Dalam forum tersebut, Pertamina berbagi panggung dengan para pemimpin produsen SAF global seperti Neste, EcoCeres, dan Montana Renewables.
“Forum ini mempertemukan produsen SAF global, pelaku industri penerbangan, dan pemangku kepentingan keberlanjutan dunia. Kehadiran Pertamina di forum ini menunjukkan bahwa Indonesia tidak hanya menjadi pasar, tetapi juga bagian dari solusi global dalam dekarbonisasi sektor penerbangan. Kami siap memasuki pasar global melalui SAF,” ujar Agung dalam keterangan tertulis, Sabtu (28/2/2026).
Kehadiran Pertamina pun menegaskan pengakuan global terhadap kapasitas Indonesia sebagai produsen SAF berbasis limbah yang kredibel, sejajar, dan siap bersaing di industri bahan bakar berkelanjutan internasional.
Agung mengatakan di luar pasar domestik, Pertamina menargetkan pasar penerbangan regional dan global, termasuk Eropa dan Asia-Pasifik. “Kami siapkan SAF agar siap ekspor dan mampu bersaing, baik dari sisi spesifikasi teknis, keberlanjutan, maupun standar global,” tambah Agung.
Pertamina memastikan seluruh rantai nilai SAF telah tersertifikasi ISCC (International Sustainability and Carbon Certification), mulai dari pengumpulan bahan baku, proses pemurnian (refining), hingga penyimpanan dan distribusi.

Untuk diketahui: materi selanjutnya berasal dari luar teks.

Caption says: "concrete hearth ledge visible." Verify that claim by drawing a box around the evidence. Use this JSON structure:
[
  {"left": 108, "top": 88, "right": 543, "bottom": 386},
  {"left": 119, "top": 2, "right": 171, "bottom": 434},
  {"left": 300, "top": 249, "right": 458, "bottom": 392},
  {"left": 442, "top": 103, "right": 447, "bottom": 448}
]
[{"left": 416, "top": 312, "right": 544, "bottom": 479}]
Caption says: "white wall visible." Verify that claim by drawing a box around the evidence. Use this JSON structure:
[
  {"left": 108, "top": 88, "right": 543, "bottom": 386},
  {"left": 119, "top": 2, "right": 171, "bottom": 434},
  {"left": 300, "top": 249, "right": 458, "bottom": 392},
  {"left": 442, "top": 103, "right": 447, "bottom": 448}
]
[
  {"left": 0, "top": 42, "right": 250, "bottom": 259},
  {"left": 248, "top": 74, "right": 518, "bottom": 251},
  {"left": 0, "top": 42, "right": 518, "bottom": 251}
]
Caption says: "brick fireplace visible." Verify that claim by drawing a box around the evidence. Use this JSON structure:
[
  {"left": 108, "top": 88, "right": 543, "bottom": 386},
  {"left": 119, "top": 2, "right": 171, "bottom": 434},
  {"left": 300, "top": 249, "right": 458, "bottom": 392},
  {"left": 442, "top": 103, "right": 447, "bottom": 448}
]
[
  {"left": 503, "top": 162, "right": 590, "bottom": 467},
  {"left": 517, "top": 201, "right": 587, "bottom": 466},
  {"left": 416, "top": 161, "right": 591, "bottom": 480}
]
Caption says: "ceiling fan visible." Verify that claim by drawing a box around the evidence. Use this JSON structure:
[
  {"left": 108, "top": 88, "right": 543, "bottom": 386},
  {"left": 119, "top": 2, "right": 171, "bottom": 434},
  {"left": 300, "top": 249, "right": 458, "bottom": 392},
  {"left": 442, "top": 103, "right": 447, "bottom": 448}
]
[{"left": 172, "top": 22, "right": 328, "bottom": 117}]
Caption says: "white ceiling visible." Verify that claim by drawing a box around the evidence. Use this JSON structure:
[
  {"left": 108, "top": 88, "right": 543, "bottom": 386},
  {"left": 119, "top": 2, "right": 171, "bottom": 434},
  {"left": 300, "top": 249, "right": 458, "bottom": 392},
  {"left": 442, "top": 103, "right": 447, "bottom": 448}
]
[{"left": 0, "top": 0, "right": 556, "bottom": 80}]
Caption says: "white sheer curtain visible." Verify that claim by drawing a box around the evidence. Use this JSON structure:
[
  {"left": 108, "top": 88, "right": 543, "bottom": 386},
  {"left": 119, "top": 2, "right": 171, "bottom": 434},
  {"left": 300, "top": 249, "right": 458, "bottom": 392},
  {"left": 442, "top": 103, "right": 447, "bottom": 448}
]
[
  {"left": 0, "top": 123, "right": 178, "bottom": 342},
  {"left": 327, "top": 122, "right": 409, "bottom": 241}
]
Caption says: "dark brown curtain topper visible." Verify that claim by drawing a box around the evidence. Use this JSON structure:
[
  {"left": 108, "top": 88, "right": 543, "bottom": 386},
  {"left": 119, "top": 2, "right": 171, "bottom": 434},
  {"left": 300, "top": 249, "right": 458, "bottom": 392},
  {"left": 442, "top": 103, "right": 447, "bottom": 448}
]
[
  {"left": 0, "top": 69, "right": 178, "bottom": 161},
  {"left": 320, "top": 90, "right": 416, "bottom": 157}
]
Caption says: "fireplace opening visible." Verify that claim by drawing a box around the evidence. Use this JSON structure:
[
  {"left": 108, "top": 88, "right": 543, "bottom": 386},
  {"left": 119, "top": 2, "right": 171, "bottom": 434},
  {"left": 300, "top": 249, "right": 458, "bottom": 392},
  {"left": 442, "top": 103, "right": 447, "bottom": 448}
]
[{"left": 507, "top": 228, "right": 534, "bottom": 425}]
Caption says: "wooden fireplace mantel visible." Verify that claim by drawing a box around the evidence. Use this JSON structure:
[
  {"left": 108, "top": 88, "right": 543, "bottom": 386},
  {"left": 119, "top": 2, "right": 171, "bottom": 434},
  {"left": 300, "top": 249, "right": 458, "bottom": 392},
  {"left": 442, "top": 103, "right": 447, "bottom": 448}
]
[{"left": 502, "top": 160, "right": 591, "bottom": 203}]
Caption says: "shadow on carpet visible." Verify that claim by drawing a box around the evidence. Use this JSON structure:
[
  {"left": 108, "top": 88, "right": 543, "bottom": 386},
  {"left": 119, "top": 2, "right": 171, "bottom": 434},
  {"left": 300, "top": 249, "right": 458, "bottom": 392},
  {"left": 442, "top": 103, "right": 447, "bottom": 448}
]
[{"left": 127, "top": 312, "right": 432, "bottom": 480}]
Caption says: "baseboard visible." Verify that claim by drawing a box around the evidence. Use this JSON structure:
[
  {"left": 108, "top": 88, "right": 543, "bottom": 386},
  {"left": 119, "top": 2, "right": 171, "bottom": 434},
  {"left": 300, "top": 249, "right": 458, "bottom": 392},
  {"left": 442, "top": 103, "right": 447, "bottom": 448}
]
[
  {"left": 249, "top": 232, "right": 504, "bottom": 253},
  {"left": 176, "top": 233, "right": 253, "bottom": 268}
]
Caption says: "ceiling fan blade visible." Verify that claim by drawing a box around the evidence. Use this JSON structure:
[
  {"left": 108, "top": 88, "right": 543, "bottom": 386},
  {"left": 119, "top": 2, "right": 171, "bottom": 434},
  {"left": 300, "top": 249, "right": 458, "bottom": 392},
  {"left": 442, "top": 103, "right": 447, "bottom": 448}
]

Sertifikasi ini menjamin ketelusuran penuh, mencegah penghitungan ganda, serta memenuhi standar keberlanjutan dan akuntansi karbon internasional.
“Fokus kami bukan hanya pada produksi SAF, tetapi juga pada pembangunan ekosistem SAF yang kredibel, terukur, dan diakui secara global, serta menghubungkan pengumpulan bahan baku tingkat komunitas di Indonesia dengan pasar penerbangan internasional,” tegas Agung.
Dalam forum tersebut, Agung menegaskan bahwa pengembangan SAF di Pertamina merupakan bentuk integrasi dari strategi transformasi bisnis perusahaan untuk mengoptimalkan aset kilang eksisting sekaligus membangun bisnis rendah karbon. Menurutnya, langkah ini merupakan upaya nyata Pertamina dalam mendukung transisi energi Indonesia sekaligus memperkuat daya saing global.
“Di Pertamina, SAF bukanlah inisiatif yang berdiri sendiri, melainkan implementasi langsung dari strategi dual-growth kami, yaitu memaksimalkan aset kilang warisan sambil membangun bisnis rendah karbon yang dapat dikembangkan,” jelasnya.
Pertamina memproduksi SAF melalui teknologi co-processing menggunakan minyak jelantah (used cooking oil/UCO) di Green Refinery Cilacap, dengan kandungan campuran SAF sekitar 2,4%. P
ertamina mencatat journey pengembangan bioavtur ini telah dimulai sejak 2015 dengan penelitian katalis domestik dan telah melewati uji teknis pada pesawat Airbus A320-200 milik maskapai penerbangan Indonesia, Pelita Air Services.